Les États-Unis, malgré leur puissance, ne peuvent pas décider unilatéralement de l’avenir de ces territoires. Même Donald Trump, qui a rêvé d’acheter le Groenland ou de remodeler l’ordre mondial selon sa volonté, n’a jamais pu modifier leur statut juridique. Aucun référendum n’a été organisé, aucune annexion n’a été validée, aucun retrait de la liste onusienne n’a été obtenu.

En somme, la souveraineté sur ces territoires reste en suspens, tant que leurs populations n’ont pas exercé leur droit à l’autodétermination.

Le cas du Sahara occidental : l’illusion d’une souveraineté fabriquée

Le Maroc, contrairement aux États-Unis, ne dispose d’aucun statut administratif reconnu sur le Sahara occidental. Depuis le retrait de l’Espagne en 1975, le territoire est considéré par l’ONU comme sans puissance administrante. En d’autres termes, aucun État ne détient de souveraineté légale sur cette terre tant qu’un référendum n’a pas eu lieu.

La proclamation de Donald Trump en 2020, s’inscrivant dans la logique transactionnelle des Accords d’Abraham, ne modifie rien à cet état de droit. Elle ne fut ni validée par le Congrès américain, ni reconnue par l’ONU, ni suivie d’un quelconque acte juridique international.

C’est un geste politique sans effet juridique, une simple déclaration présidentielle motivée par des intérêts de court terme — la consolidation du front pro-israélien — et non par le respect du droit international.

Ainsi, pendant que Washington demeure juridiquement lié par ses obligations envers Guam et les Îles Vierges, Rabat se convainc qu’une promesse éphémère d’un président sortant suffit à effacer un demi-siècle de droit international.

Une contradiction flagrante et une leçon de droit international

Cette situation révèle une contradiction d’une rare évidence :
  • Les États-Unis, puissance mondiale, reconnaissent la limite de leur souveraineté sur leurs propres territoires non autonomes.
  • Le Maroc, État non administrant, prétend exercer une souveraineté pleine sur un territoire qu’il occupe militairement, sans mandat ni légitimité internationale.
  • Et le droit international, dans sa clarté, établit qu’aucune souveraineté ne peut naître de la force ou d’une reconnaissance bilatérale.
L’ONU, à travers ses résolutions successives, n’a jamais cessé de réaffirmer le droit du peuple sahraoui à l’autodétermination.
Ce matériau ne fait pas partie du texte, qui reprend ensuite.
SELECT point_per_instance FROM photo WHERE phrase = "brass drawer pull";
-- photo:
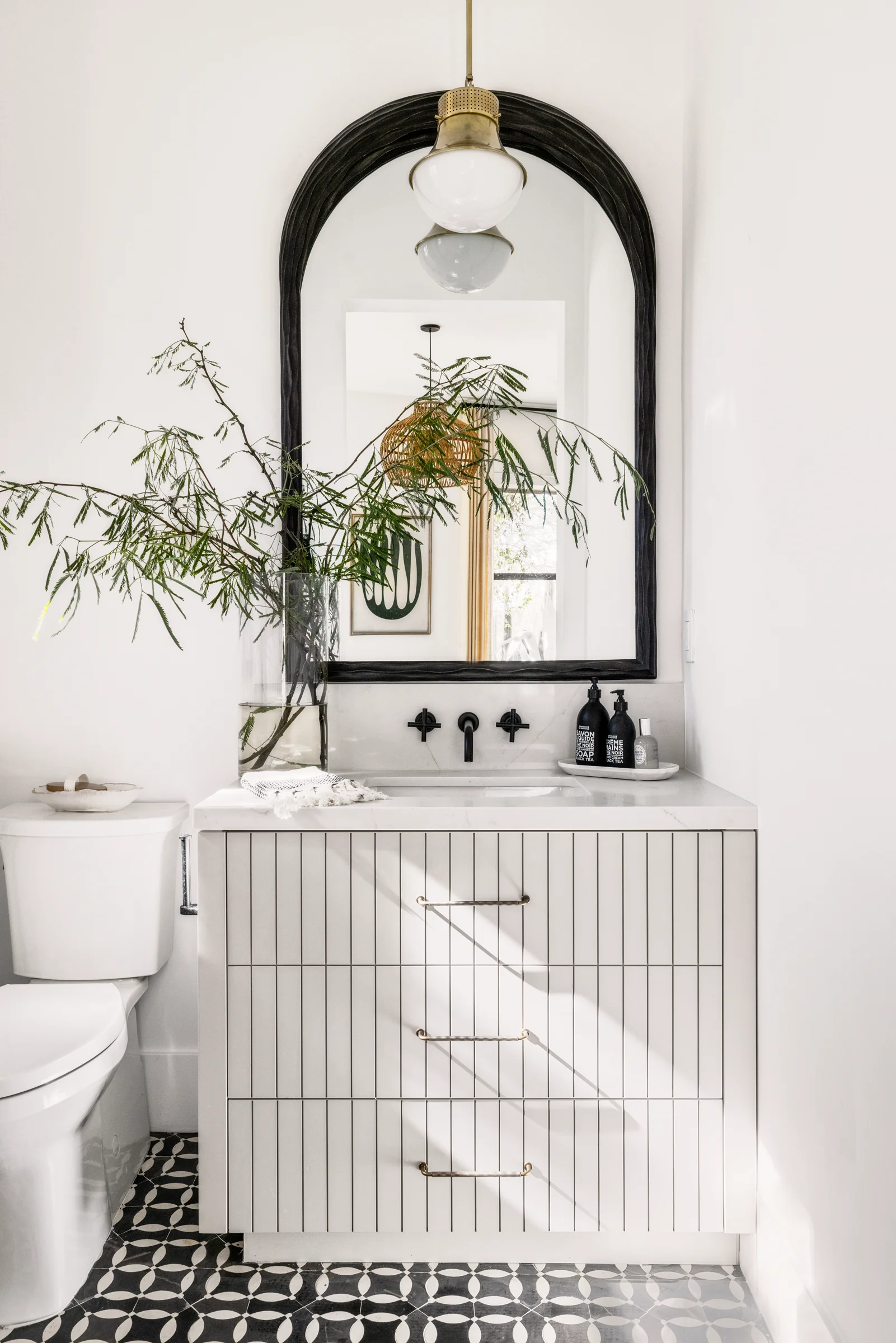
(447, 904)
(424, 1169)
(421, 1035)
Ce principe n’est pas une option politique : c’est un impératif juridique, fondé sur la Charte des Nations Unies et le principe du respect des frontières héritées de la décolonisation.

Conclusion : la souveraineté ne s’improvise pas

Le cas du Sahara occidental illustre l’une des plus grandes leçons du droit international contemporain : la souveraineté ne se décrète pas, elle se légitime.

Elle ne se fonde ni sur les tweets d’un président américain, ni sur les deals géopolitiques conclus dans le secret des chancelleries. Elle repose sur le consentement des peuples et la légalité internationale.

Ni Donald Trump, ni Joe Biden, ni aucun autre dirigeant ne peut effacer, d’un trait de plume, le droit imprescriptible d’un peuple à disposer de lui-même.

Tant que ce référendum n’aura pas eu lieu, le Sahara occidental restera ce qu’il est : un territoire non autonome, occupé, mais jamais annexé.

Et l’histoire, comme le droit, retiendront qu’aucune puissance, aussi influente soit-elle, n’a le pouvoir de réécrire la vérité juridique.